Elle a par ailleurs rappelé le travail accompli par elle en Israël et souligné que l’organisation, fondée en 1975, travaillait avec des citoyens arabes et des populations de réfugiés palestiniens.
Elle n’a jamais épargné ses critiques envers le gouvernement ou les institutions israéliennes, s’en prenant aux chaînes de télévision lorsqu’elles diffusaient un discours anti-LGBTQ et dénonçant la recrudescence des attaques contre la communauté en Israël.
« En tant que communauté, nous ne devrions pas porter la responsabilité des décisions du gouvernement : nous attendons de la communauté internationale qu’elle soutienne les voix libérales au lieu de les boycotter », poursuit le communiqué.
« Nous sommes fiers d’être LGBTQ+ et israéliens, et nous continuerons à nous battre pour une société plus égalitaire et plus sûre. »
The Aguda rend notamment hommage aux soldats homosexuels qui défendent le pays et milite en faveur de l’égalité de traitement pour les soldats morts au combat.

La rabbin juive américaine Jill Jacobs, directrice de l’ONG internationale spécialisée dans la défense des droits de l’homme Truah et éminente critique du gouvernement israélien, a dénoncé la décision d’ILGA sur le réseau social X.
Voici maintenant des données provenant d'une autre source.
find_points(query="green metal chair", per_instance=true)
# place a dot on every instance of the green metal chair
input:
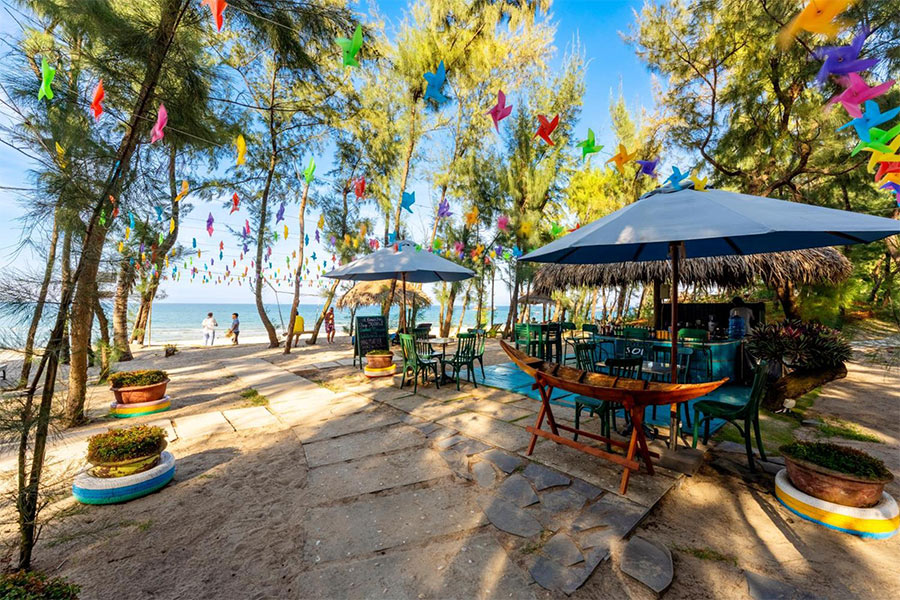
(586, 354)
(481, 338)
(748, 413)
(415, 362)
(464, 357)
« Cette décision ne va pas arrêter la guerre ou protéger les droits des personnes LGBTQ, y compris des Palestiniens », a-t-elle écrit. « Cela ne fait que punir les personnes qui se battent pour la sécurité et l’égalité. L’ILGA a des membres dans d’autres pays qui enfreignent les droits de l’homme. Israël ne devrait pas être traité différemment. »
Aux Etats-Unis, des politiciens non juifs ont eux aussi critiqué cette décision.
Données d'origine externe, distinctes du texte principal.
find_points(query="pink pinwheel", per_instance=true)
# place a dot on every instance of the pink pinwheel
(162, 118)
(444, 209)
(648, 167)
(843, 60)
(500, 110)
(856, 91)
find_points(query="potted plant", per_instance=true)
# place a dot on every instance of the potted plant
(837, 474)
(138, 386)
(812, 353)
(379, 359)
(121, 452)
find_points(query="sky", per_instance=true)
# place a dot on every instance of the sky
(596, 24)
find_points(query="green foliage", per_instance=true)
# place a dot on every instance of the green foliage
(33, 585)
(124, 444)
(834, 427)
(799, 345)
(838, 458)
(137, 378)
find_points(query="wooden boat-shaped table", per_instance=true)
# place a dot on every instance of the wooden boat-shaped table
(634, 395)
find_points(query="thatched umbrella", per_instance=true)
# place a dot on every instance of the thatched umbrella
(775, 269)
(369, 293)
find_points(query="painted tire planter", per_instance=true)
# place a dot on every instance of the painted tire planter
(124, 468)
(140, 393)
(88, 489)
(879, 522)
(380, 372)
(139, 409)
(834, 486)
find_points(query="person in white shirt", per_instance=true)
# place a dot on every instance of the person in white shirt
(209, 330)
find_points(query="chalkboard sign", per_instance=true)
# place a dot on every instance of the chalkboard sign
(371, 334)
« Empêcher une organisation LGBTQ israélienne d’être membre d’une organisation mondiale dont le but est de faire progresser les droits LGBTQ ne fait rien pour la paix, la justice ou la cause palestinienne », a tweeté le Représentant démocrate de Californie Ro Khanna. « Au contraire, cela ne fait que marginaliser davantage les voix progressistes en Israël. »
ILGA World a annoncé sa décision en amont de sa prochaine conférence en Afrique du Sud, là où, a expliqué l’ONG dans son communiqué, « nous repensons à l’apartheid et au colonialisme qu’a connus l’Afrique du Sud : l’idée-même de voter sur le principe d’une telle candidature dans ce pays aurait été en contradiction avec la solidarité sans équivoque envers le peuple palestinien ».
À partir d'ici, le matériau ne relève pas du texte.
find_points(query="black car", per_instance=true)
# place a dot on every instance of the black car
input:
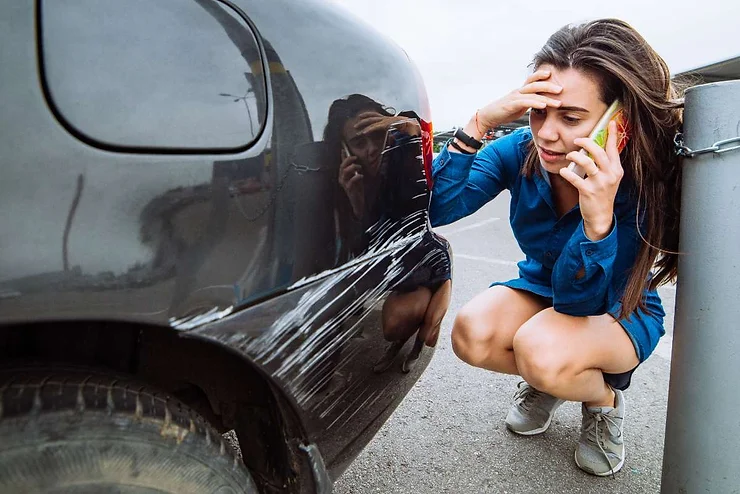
(213, 231)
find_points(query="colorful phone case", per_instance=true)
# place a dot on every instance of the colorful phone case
(600, 132)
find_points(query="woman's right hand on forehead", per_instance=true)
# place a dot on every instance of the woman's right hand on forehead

L’Afrique du Sud est l’un des pays les plus critiques d’Israël au niveau international. Il a porté plainte pour génocide – accusation que Jérusalem rejette – contre Israël devant la Cour internationale de justice et menacé de poursuivre en justice les ressortissants sud-africains qui servent au sein de Tsahal, ce que font nombre de jeunes adultes juifs d’Afrique du Sud.
Le gouvernement sud-africain a par ailleurs accueilli un dirigeant du Hamas en visite officielle après le 7 octobre.